Kenyan authorities pursued the kidnappers but couldn’t intercept them.

The French Foreign Ministry said in a statement Wednesday that it had been in touch with contacts in Somalia to try to secure Dedieu’s release, but the contacts had informed ministry officials that she had died.

The date and circumstances of her death were unclear.

French representatives had managed to send medicine to Somali intermediaries in a bid to save her life. There are doubts as to whether she got it, according to the French government.

‘Mrs. Dedieu’s state of health, uncertainty over the conditions of her detention and the fact that the kidnappers probably refused to give her the medication that we sent her lead us to believe that this tragic outcome is unfortunately the most likely,’ the ministry statement said.

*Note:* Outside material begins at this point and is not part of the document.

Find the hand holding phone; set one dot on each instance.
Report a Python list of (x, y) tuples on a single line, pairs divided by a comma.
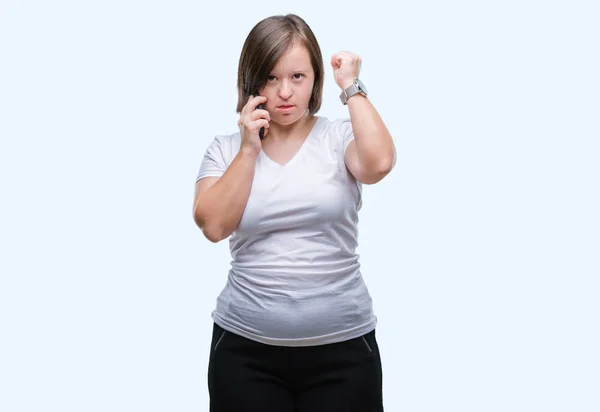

Dedieu had been living on Manda Island for 15 years. She and her Kenyan partner, John Lepapa, 39, had returned from France days before she was kidnapped, leading Kenyan authorities to suspect that the kidnappers may have been tipped off about her return.

‘The French government expresses its profound shock, great sadness and solidarity with the family and loved ones of Marie Dedieu. It also expresses its indignation at the cruelty and complete absence of humanity shown by our compatriot’s abductors, whom we want to see identified and brought to justice,’ the foreign ministry statement said.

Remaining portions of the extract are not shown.